Generational Language

It was spooky the way that Randy always showed up just as Beth was ready to leave for school. The first couple of times that it happened I didn’t take note. But on the fourth or fifth day in a row I asked Beth, “Does Randy call you or something to find out when you’re going to be ready?”

“That is a silly thing to ask,” she said. “Of course he doesn’t. He just has this knack for knowing things like that. You wouldn’t understand.”

That meant of course that she didn’t want to take the time to try to explain it to me. So, I kept investigating. I discovered that everyone had these knacks in Beth’s school. Everyone’s knack was different but they all had one. Some people had multiple knacks. But no one over twenty seemed to have them. People who had them when they turned twenty kept them but no one acquired a knack after they turned twenty.

“What is your knack?” I asked Beth.

She blushed and said, “I couldn’t possibly tell you.”

That left me wondering for a minute. “Why not?” I asked her.

“You don’t have the context to understand,” she said. “And, no, I can’t help you there. I have been putting it together all my life and there’s just no way to explain it.”

I started to speak but she put her finger on my lips. “Weren’t there things that you couldn’t explain to your parents? Even if you had tried to explain them they didn’t know how things worked in your world,” she looked at me intently. She really wanted to know.

“I don’t know,” I said. “I don’t think so. I mean, what are you talking about?”

“I’m talking about how because you have similar experiences, shared experiences, you can communicate things with small fragments of sentences, words with layers of context wrapped around them.

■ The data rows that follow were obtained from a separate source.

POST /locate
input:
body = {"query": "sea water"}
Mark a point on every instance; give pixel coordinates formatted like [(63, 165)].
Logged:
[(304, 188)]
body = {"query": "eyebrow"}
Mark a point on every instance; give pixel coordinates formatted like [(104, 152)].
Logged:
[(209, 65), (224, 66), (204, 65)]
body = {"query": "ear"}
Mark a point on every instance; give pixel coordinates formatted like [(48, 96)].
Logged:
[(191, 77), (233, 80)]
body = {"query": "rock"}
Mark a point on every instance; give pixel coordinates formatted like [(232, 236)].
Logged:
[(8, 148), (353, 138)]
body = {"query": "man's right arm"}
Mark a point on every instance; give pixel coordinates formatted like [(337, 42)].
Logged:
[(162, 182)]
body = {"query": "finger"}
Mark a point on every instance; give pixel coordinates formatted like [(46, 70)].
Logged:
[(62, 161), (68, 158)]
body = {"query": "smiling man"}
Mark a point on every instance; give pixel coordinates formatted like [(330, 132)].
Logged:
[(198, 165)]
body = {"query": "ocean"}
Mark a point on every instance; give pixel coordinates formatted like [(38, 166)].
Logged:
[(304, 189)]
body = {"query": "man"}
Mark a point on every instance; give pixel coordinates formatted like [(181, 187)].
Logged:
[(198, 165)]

Knowing looks. Gestures. Don’t you have those things with your friends?” she said.

“I … I guess I may have felt that way with one or two of my friends at one time or another.”

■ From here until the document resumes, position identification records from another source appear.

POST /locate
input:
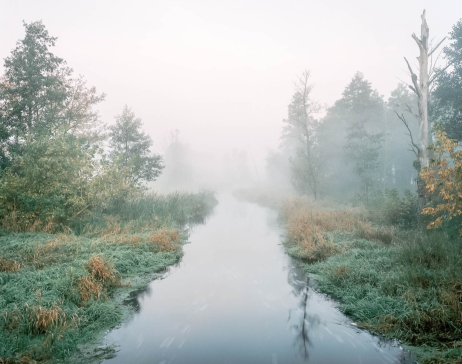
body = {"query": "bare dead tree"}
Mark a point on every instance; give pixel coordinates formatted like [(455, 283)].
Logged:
[(420, 86)]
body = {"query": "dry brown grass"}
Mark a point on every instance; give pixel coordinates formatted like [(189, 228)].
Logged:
[(307, 227), (37, 319), (9, 265), (165, 240), (23, 360), (342, 270)]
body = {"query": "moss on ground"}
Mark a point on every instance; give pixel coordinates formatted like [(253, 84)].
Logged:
[(60, 293), (410, 290)]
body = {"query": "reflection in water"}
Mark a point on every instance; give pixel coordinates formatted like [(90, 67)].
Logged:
[(307, 321), (237, 297)]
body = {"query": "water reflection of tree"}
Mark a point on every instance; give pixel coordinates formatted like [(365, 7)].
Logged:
[(301, 289)]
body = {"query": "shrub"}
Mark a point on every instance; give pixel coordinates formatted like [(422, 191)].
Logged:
[(444, 181), (388, 208)]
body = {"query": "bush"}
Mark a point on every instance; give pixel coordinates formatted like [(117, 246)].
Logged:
[(55, 182), (388, 208)]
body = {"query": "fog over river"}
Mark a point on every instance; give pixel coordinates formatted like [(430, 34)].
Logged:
[(236, 297)]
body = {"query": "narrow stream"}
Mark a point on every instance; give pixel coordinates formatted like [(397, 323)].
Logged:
[(236, 297)]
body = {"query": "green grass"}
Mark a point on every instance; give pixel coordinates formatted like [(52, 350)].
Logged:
[(43, 316), (411, 290)]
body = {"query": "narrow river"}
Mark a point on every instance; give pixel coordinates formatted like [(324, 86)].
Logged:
[(236, 297)]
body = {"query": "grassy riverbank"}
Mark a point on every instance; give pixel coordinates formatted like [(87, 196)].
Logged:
[(59, 292), (391, 279), (406, 284)]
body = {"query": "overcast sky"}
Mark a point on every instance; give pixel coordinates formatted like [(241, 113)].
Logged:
[(222, 72)]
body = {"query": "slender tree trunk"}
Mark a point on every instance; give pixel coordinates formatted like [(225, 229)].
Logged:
[(423, 85)]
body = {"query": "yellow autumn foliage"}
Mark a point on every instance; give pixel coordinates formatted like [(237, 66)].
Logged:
[(444, 179)]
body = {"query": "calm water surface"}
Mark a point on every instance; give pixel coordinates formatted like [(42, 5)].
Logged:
[(236, 297)]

“Well, we all feel that way most of the time. It comes from concentrating our text messages so that we don’t have to spend so much time typing them. Over time the context grows and the length of the actual communication shrinks. We have our own language in addition to the one that we speak with the rest of the world.”

“I have suspected as much for some time,” I said. “How do I find out more about these knacks?”

“I expect you will just have to find someone who is willing to talk about it with you. As for me right now, I’m done. Maybe I’ll feel like talking more tomorrow. Again, maybe I won’t.”

I nodded. “Have a good day at school.” I noticed the door opening behind her as Randy stuck his head in.

“Ready to go?” he asked.

“I always am, aren’t I?” she replied.


Sweet dreams, don’t forget to tell the people you love that you love them, and most important of all, be kind.